Я вижу, как его глаза снова обращаются безучастными объективами камер, вижу, как он смотрит на меня – не как на преемника, а как на несошедшееся уравнение, в котором он должен отыскать ошибку. По позвоночнику словно перебегает липкая холодная ящерка, вызывая дрожь в плечах. Что, если я всё-таки не идеальный эксперимент? «В этом никогда не бывает нашей вины», – звенит в ушах измождённый голос. А мне ведь уже почти удалось выбросить его из головы…
Этот урок доктор проводит отстранённо, механически: видно, что его терзают собственные мысли, он не сразу отвечает на вопросы. Весь его обычный энтузиазм пропал. После урока он берёт у меня анализы и запирается в операционной. Он не выходит оттуда до самой ночи. В дверных окошечках мне мало что удаётся подглядеть – видно только, как он сидит за рабочим столом, зарывшись в бумаги и папки, что-то пересчитывает, его лицо освещает синева монитора и… И теперь мне страшно. По-настоящему страшно.

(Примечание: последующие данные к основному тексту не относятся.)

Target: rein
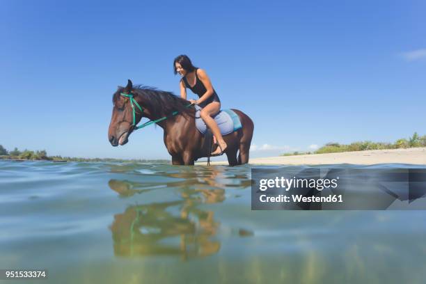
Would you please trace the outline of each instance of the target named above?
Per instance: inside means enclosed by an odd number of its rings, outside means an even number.
[[[162,117],[161,118],[158,118],[158,119],[156,119],[155,120],[150,120],[150,121],[148,121],[148,122],[143,123],[142,125],[137,126],[136,125],[136,110],[134,109],[134,106],[136,105],[138,107],[138,109],[139,109],[139,110],[141,111],[141,115],[143,114],[143,109],[142,109],[141,107],[141,106],[139,105],[139,104],[138,104],[138,102],[136,101],[136,100],[134,100],[133,94],[132,94],[132,93],[130,93],[130,94],[125,94],[125,93],[120,93],[120,95],[121,95],[123,97],[128,97],[129,98],[129,101],[130,102],[130,106],[132,106],[132,116],[133,116],[133,123],[132,124],[132,125],[133,126],[134,130],[137,130],[139,129],[145,127],[145,126],[148,126],[148,125],[150,125],[152,124],[159,123],[160,121],[162,121],[162,120],[164,120],[168,118],[169,117],[174,116],[177,115],[178,113],[179,113],[179,111],[173,111],[171,113],[171,115],[169,115],[169,116],[164,116],[164,117]],[[187,106],[187,107],[189,107],[191,105],[192,105],[192,104],[188,104]]]

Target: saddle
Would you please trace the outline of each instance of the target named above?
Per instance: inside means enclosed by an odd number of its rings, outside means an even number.
[[[202,146],[201,151],[204,153],[207,153],[207,166],[210,166],[210,153],[213,150],[213,134],[200,117],[200,111],[202,109],[196,105],[195,108],[196,127],[205,136],[205,142]],[[212,118],[217,124],[222,135],[229,134],[230,133],[242,128],[239,118],[237,113],[231,109],[223,109],[220,111],[219,113],[213,116]]]
[[[200,117],[200,111],[201,108],[198,106],[196,107],[196,127],[202,134],[205,134],[207,127]],[[217,126],[221,130],[222,135],[229,134],[235,131],[237,131],[242,127],[239,118],[231,109],[221,110],[216,116],[212,117]]]

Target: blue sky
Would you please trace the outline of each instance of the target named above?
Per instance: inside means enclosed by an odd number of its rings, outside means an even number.
[[[223,108],[253,118],[251,157],[426,134],[423,1],[0,5],[8,150],[168,159],[159,127],[118,148],[107,130],[112,94],[127,79],[179,94],[181,54],[207,71]]]

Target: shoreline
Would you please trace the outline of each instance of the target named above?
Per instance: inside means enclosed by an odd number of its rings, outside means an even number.
[[[338,164],[359,165],[409,164],[426,165],[426,147],[268,157],[251,158],[248,160],[248,164],[251,165],[326,165]],[[207,162],[200,161],[196,163],[196,164],[204,165],[207,164]],[[228,161],[210,161],[210,164],[228,165]]]

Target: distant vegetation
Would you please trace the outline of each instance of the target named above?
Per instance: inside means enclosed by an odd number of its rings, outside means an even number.
[[[294,156],[298,155],[309,154],[325,154],[336,153],[340,152],[363,151],[365,150],[384,150],[384,149],[400,149],[414,147],[426,147],[426,135],[420,136],[417,132],[414,132],[411,137],[408,139],[401,139],[397,140],[394,143],[383,142],[360,141],[354,142],[349,145],[339,144],[331,142],[321,147],[316,151],[311,152],[294,152],[292,153],[285,153],[283,156]]]
[[[31,151],[29,150],[24,150],[24,151],[19,151],[17,148],[15,148],[11,151],[8,151],[6,149],[0,145],[0,159],[25,159],[25,160],[46,160],[46,161],[130,161],[130,162],[169,162],[168,160],[148,160],[148,159],[112,159],[112,158],[75,158],[70,157],[61,157],[61,156],[47,156],[47,152],[45,150],[39,151]]]

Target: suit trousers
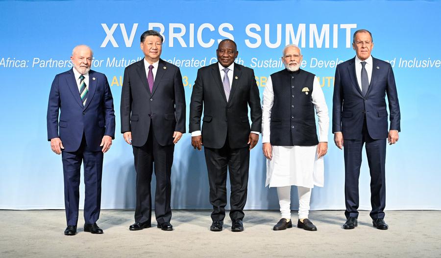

Если сороковой прав, и для доктора мы все одинаковы и взаимозаменяемы, то что помешает ему заменить меня? И те зимние кадавры, и то, что сказала Мария… Выходит, я больше не блестящий эксперимент? Выходит, я исчезну? А этого мне совсем не хочется. Но меня всё ещё разрывает от надежды – вдруг это ложь?
В эту ночь я опять сбегаю из больничного крыла. Я могу больше не таиться: всё равно теперь никого, кроме меня, здесь нет. Я не встречаю на пути никаких препятствий, никто не следит за мной, но всё ещё с непривычки кажется, что по лопаткам бродят взгляды невидимых Николаевых глаз.
Я спускаюсь на первый этаж и в этот раз сразу беру с собой лампу, чтобы, если потребуется, защититься от сорокового. В поисках нужного коридора долго петляю в смутно знакомом лабиринте, нечаянно даже нахожу новые помещения: зал с софой и бюстом Менделеева на каминной полке, холл главного выхода, где в окнах видно улыбающийся мне лаково-чёрный катафалк под снежной шапкой, какую-то новую лестницу, спиралью ввинчивающуюся в потолок. Снотворные морят, отчего я тыкаюсь в стены, отчаянно борясь с желанием зевнуть и улечься где-нибудь прямо тут, на пыльном ковре, и только усилием воли заставляю себя идти вперёд.
Я понимаю, что я на месте, не потому, что нахожу нужную дверь, а оттого, что мрачный голос гаркает практически над самым ухом:
– Вот ты и снова здесь, сволочь!
Я дёргаюсь. Ну конечно, вот и решётка.